Fin des producteurs indépendants?

Voyant que le vent allait tourner, Pierre Desourdy, un producteur porcin de Saint-Valérien, a délaissé il y a un an son statut de producteur indépendant pour faire affaire avec un intégrateur.

Cet agriculteur élève environ 14 000 porcs par année dont il n’est plus le propriétaire. La vente des animaux relève d’un intégrateur, un industriel qui gère l’ensemble de la chaîne en étant propriétaire de meuneries et parfois même d’usines d’abattage et de découpe. Propriétaire des bâtiments, M. Desourdy reçoit un montant pour élever les animaux fournis par l’intégrateur.« Nous sommes très satisfaits de notre choix.

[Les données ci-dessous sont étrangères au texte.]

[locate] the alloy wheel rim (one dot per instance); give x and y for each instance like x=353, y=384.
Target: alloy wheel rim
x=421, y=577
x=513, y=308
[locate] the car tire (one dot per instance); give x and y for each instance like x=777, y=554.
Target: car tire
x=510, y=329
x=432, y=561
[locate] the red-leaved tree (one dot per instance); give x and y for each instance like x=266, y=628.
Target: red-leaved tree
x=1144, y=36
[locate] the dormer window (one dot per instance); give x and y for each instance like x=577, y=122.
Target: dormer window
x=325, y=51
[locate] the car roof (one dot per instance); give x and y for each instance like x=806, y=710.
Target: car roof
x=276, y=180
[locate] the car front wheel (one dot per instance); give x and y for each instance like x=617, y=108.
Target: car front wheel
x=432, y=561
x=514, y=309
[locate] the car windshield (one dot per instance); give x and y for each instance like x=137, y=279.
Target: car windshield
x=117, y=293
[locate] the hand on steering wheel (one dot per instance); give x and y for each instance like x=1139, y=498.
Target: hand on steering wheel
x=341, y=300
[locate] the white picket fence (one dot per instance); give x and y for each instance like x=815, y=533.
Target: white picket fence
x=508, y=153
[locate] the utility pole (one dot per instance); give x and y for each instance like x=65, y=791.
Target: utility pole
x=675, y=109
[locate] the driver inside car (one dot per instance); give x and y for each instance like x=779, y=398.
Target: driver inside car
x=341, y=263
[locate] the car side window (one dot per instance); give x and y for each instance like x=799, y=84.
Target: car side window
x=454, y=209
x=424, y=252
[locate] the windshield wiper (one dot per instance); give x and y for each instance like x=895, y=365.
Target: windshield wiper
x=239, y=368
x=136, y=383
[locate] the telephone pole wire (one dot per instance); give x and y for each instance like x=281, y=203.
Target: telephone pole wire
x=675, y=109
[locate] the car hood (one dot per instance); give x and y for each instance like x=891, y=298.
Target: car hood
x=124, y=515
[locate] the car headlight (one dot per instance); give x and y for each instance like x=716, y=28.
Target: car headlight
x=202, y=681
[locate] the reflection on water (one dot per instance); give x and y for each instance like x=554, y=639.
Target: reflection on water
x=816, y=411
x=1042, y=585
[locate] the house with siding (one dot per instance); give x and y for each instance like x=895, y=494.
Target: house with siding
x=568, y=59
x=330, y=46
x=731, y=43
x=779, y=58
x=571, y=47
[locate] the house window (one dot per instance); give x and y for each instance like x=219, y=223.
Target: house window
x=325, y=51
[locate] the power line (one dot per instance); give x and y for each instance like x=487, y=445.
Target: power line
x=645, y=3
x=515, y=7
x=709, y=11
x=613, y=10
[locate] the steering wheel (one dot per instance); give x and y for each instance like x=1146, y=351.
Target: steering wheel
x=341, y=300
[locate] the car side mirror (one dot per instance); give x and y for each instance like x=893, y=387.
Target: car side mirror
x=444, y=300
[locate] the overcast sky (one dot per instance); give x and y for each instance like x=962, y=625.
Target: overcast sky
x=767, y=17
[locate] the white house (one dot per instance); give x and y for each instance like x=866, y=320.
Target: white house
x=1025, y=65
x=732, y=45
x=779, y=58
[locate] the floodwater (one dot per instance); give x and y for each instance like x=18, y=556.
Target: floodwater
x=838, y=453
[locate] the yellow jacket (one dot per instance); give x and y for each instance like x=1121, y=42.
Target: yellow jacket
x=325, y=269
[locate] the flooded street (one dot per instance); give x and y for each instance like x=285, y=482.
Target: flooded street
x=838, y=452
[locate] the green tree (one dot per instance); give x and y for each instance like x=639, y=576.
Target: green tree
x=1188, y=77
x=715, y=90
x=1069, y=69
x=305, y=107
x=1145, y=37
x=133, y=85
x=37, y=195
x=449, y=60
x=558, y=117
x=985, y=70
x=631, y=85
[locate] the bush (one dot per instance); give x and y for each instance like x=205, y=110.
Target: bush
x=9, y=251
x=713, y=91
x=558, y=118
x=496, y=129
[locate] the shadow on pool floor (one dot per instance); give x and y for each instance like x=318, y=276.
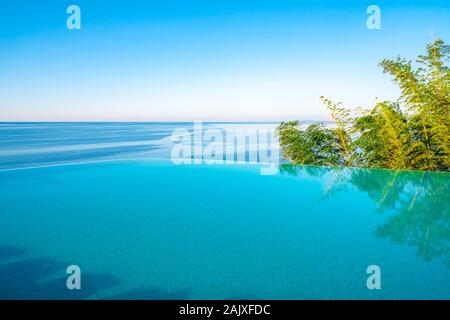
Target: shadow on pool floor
x=24, y=279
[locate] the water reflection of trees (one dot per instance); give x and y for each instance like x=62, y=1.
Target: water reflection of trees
x=418, y=199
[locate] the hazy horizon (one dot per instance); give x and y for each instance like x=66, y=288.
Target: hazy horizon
x=200, y=60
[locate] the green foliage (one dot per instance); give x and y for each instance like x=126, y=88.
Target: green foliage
x=314, y=145
x=411, y=133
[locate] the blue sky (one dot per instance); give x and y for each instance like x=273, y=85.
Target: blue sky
x=203, y=60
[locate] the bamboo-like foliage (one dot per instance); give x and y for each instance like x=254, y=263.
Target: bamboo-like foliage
x=412, y=133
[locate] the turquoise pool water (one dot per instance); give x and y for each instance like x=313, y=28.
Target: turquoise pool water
x=147, y=229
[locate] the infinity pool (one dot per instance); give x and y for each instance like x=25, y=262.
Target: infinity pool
x=147, y=229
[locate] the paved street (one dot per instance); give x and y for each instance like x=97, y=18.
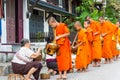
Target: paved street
x=106, y=72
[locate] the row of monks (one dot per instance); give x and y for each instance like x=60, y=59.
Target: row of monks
x=99, y=39
x=95, y=41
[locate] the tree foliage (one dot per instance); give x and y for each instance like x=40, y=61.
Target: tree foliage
x=87, y=8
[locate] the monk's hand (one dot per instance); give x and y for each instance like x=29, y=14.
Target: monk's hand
x=104, y=34
x=39, y=51
x=95, y=33
x=57, y=37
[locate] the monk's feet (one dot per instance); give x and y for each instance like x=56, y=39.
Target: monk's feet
x=71, y=71
x=64, y=77
x=79, y=70
x=95, y=65
x=60, y=78
x=105, y=62
x=110, y=61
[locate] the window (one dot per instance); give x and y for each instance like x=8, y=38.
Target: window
x=36, y=26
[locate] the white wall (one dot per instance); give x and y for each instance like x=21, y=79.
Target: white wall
x=3, y=21
x=25, y=21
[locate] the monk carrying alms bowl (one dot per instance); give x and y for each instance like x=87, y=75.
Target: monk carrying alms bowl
x=52, y=48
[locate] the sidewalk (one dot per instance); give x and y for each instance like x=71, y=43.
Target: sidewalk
x=105, y=72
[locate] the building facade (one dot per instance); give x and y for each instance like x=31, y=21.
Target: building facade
x=28, y=18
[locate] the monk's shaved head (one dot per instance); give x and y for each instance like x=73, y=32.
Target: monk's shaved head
x=51, y=19
x=101, y=18
x=77, y=23
x=88, y=18
x=52, y=22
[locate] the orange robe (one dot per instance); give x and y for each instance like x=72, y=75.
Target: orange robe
x=96, y=45
x=89, y=34
x=118, y=38
x=114, y=40
x=118, y=35
x=81, y=57
x=107, y=44
x=64, y=59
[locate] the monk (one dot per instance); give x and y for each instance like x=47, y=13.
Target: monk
x=114, y=41
x=64, y=57
x=118, y=38
x=81, y=56
x=89, y=34
x=107, y=36
x=96, y=43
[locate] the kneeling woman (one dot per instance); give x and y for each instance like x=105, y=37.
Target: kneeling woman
x=23, y=63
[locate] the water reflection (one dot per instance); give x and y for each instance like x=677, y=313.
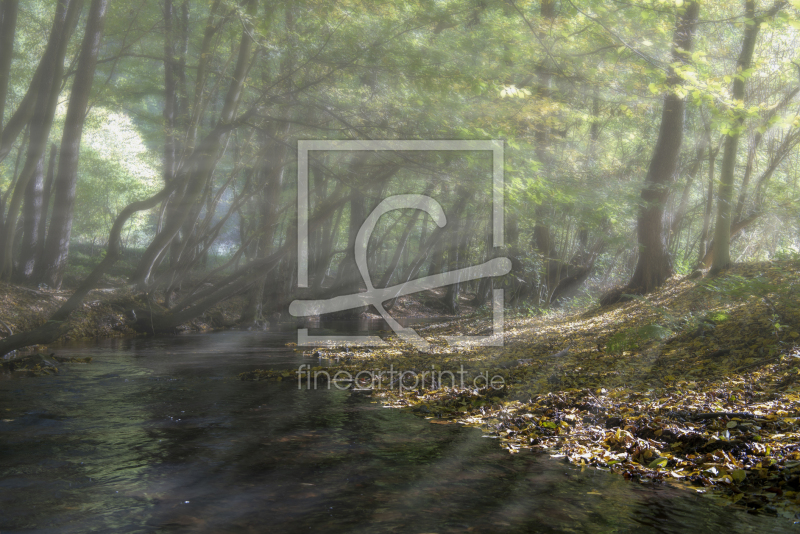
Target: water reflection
x=158, y=435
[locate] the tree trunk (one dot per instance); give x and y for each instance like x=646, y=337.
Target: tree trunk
x=54, y=260
x=722, y=231
x=655, y=265
x=198, y=167
x=8, y=27
x=47, y=90
x=31, y=217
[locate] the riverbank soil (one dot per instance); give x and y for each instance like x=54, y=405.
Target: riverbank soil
x=697, y=384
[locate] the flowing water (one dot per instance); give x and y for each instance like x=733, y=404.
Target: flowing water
x=158, y=435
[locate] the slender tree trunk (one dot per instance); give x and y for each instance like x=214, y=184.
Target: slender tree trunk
x=8, y=27
x=712, y=157
x=655, y=265
x=31, y=217
x=49, y=86
x=722, y=230
x=57, y=248
x=46, y=195
x=198, y=168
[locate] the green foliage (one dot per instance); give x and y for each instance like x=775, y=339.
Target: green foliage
x=632, y=338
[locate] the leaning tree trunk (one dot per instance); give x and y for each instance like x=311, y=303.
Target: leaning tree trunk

Je pense que les producteurs indépendants ne pourront demeurer encore longtemps à leur compte », croit M. Désourdy.De passage à Saint-Hyacinthe, le ministre de l’Agriculture du Québec, Pierre Corbeil, a réitéré son engagement à venir en aide aux entreprises porcines. « Il y a définitivement un avenir pour les producteurs de porcs indépendants au Québec. Je ne voudrais pas que ceux-ci embarquent dans une dynamique de morosité qui les amènerait à prendre des décisions néfastes pour eux, pour l’économie régionale et pour l’économie du Québec », a indiqué en entrevue au COURRIER, le ministre Corbeil. Natif de Saint-Hyacinthe, le ministre de l’Agriculture se trouve à être le cousin de Claude Corbeil. « Nous sommes là avec le programme de soutien à l’adaptation pour aider les producteurs ferme par ferme et même production par production. Là-dessus, nos équipes sont en mode solution », mentionne Pierre Corbeil.La Financière agricole du Québec a devancé de juillet à mai le versement de la première avance de compensation en ASRA. Un montant qui s’élève à 34,7 M$.Jeudi prochain, la direction de la Financière agricole sera entendue par la commission de l’Agriculture à l’Assemblée nationale dans le cadre de la crise de la production porcine.